Top oilfield service firms SLB (formerly Schlumberger) and Halliburton reported higher quarterly profits, driven by strong demand from international customers for their drilling equipment and services. The surge in offshore exploration and production, particularly in the Middle East and Asia, has increased the need for oilfield services such as well completions.
For the quarter ending June 30, SLB’s net income rose 19% to $1.2 billion (85 cents per share), surpassing Wall Street’s consensus estimate of 83 cents. Halliburton’s profits also increased by 16.2% to $709 million (80 cents per share), aligning with estimates.
SLB’s revenues climbed 13% to $9.1 billion, exceeding expectations, while Halliburton’s revenues rose slightly by 0.6% to $5.83 billion, missing consensus views.

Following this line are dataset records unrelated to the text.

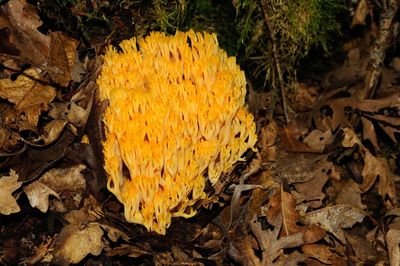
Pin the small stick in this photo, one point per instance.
(264, 8)
(378, 51)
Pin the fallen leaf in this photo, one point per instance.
(392, 237)
(22, 20)
(378, 167)
(311, 190)
(270, 242)
(317, 140)
(38, 195)
(319, 252)
(8, 184)
(62, 57)
(350, 193)
(335, 218)
(373, 168)
(69, 183)
(290, 138)
(52, 132)
(363, 250)
(133, 251)
(74, 243)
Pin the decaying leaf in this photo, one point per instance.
(283, 205)
(311, 190)
(82, 236)
(55, 52)
(133, 251)
(317, 140)
(392, 237)
(363, 250)
(69, 183)
(373, 168)
(350, 193)
(289, 137)
(74, 243)
(22, 21)
(38, 195)
(8, 184)
(319, 252)
(52, 132)
(62, 58)
(382, 112)
(335, 218)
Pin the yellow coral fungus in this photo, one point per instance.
(176, 115)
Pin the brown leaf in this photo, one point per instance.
(74, 243)
(133, 251)
(62, 58)
(271, 244)
(68, 182)
(361, 247)
(373, 168)
(38, 195)
(369, 132)
(312, 189)
(8, 184)
(283, 204)
(52, 132)
(392, 239)
(317, 140)
(350, 193)
(289, 137)
(319, 252)
(22, 22)
(335, 218)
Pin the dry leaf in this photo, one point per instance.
(392, 237)
(133, 251)
(74, 243)
(311, 190)
(335, 218)
(82, 236)
(361, 247)
(373, 168)
(8, 184)
(317, 140)
(350, 193)
(38, 195)
(52, 132)
(22, 21)
(290, 136)
(62, 58)
(319, 252)
(271, 244)
(69, 183)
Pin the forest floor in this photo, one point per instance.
(321, 189)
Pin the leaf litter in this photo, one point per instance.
(321, 190)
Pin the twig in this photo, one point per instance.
(264, 8)
(378, 51)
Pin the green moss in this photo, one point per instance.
(298, 26)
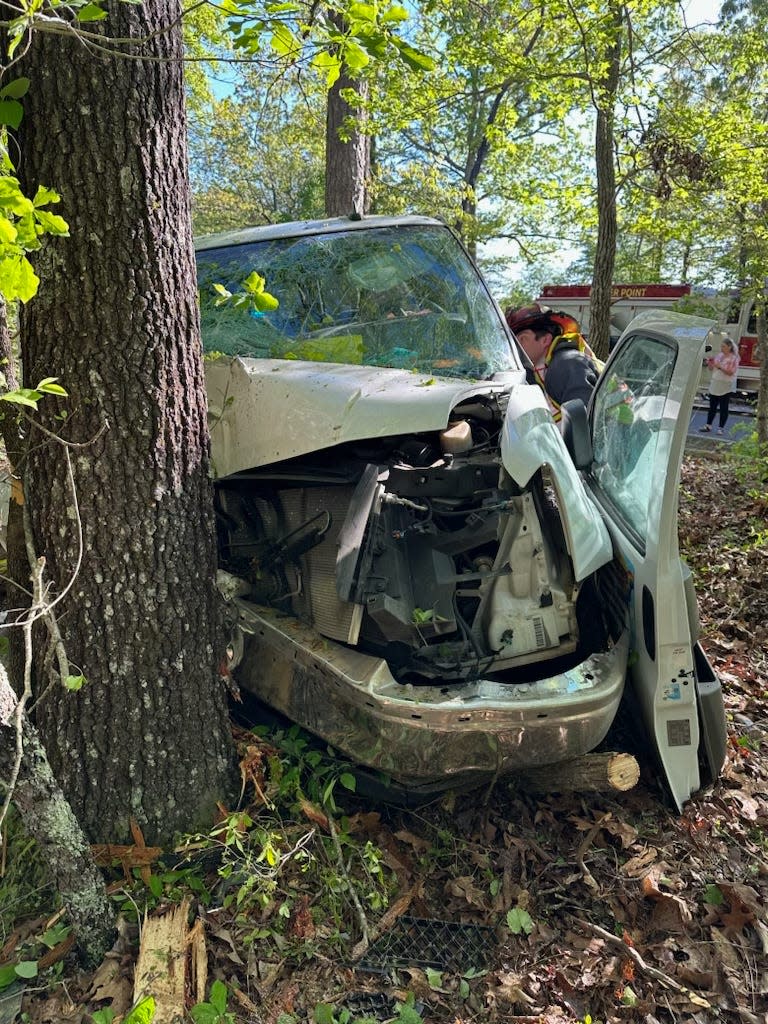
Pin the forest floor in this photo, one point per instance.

The revenue growth was bolstered by activities in the Middle East and Asia, particularly in gas development projects and deepwater basin investments across Latin America, Europe, Africa, and the U.S. Gulf of Mexico.
Looking ahead, SLB’s CEO Olivier Le Peuch expressed optimism about continued momentum in international markets, strong digital sales, and cost efficiency programs that are expected to enhance margins and achieve mid-teen growth in full-year adjusted EBITDA.
While SLB’s international revenue increased by 18% year-over-year, Halliburton’s international revenue grew by about 8%. However, both companies faced challenges in North America, with SLB reporting a 6% decline in revenue due to lower onshore drilling activity and Halliburton experiencing an 8% drop from reduced pressure pumping operations.